I have touched on fairness, and that we are going to take another look at cleanliness and expand this work into the bond market. When people think of insider trading, they tend to think of equity markets – and this is where a number of the cases are. But these are genuine risks and concerns, and have the potential to harm trust and confidence in Australia’s economy.

In promoting Australia as an attractive place in which to invest and do business, protection of confidential information is very important.

The discussion paper focuses on retail exposure to private assets via institutional and self-managed super funds, but one would think the risk to retail investors would be lower if intermediaries are properly governed and the investments are diversified. There is considerable focus in the paper on retail investors – and retail is participating increasingly in private credit markets. How concerned are you about this investor base?

There are two issues here. The first, and this is what we’re initially drawing out in the discussion paper, is whether the regulatory settings that are in place now are adequate for retail investors and the way they invest, which is usually through a fund or superannuation.

Our starting position is that there are already a number of product-agnostic controls and protections in place. There are design and distribution obligations, trustee obligations and prohibitions against misleading conduct – some that also apply in the wholesale space. As well as asking industry if these protections are adequate, we also want to know if there is anything missing or a gap to fill. But it is important to note that our starting position is not that we think there is.

The second aspect is supervisory. We need to test if there is good governance, which we do through our surveillance work and supervision of markets. This includes the role of trustees or private capital funds.

We have traditionally had more of a focus on retail activities. However, as private capital funds are growing in Australia, we are now increasing our focus on surveillance of the managers of private capital funds that offer to wholesale clients.

Part of this is testing to find out if managers have the arrangements they should in place. We can have the correct regulatory settings but driving our increased focus is if there is misconduct. This could be in relation to retail investors, who might be more vulnerable but have the protection of intermediation, or wholesale investors, where there is less concern about consumer protection but more of a focus on integrity and maintaining the attractiveness of the Australian market as a place to invest and do business.

The discussion paper is genuinely asking probing questions of industry participants. How can those in this room best help ASIC in the consideration of all these issues?

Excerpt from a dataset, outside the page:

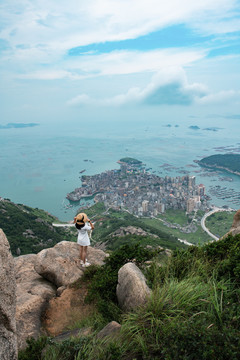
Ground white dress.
[77,223,92,246]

First, join the discussion by providing feedback directly to us in a submission or in a meeting. We have also set up a number of meetings with industry associations, to provide the opportunity to feed individuals’ views into the submissions of industry associations.

We are particularly interested in actionable ideas to improve the operation of markets. The paper was welcomed by the market, and we are appreciative of this. Some feedback has been more focused on what we shouldn’t do, for example on not overregulating markets and bringing about an uncompetitive landscape.

As mentioned, this is not our intention. Regulation is not the answer to all the issues the market faces. If there are industry-led solutions, we are very happy to hear about them, too.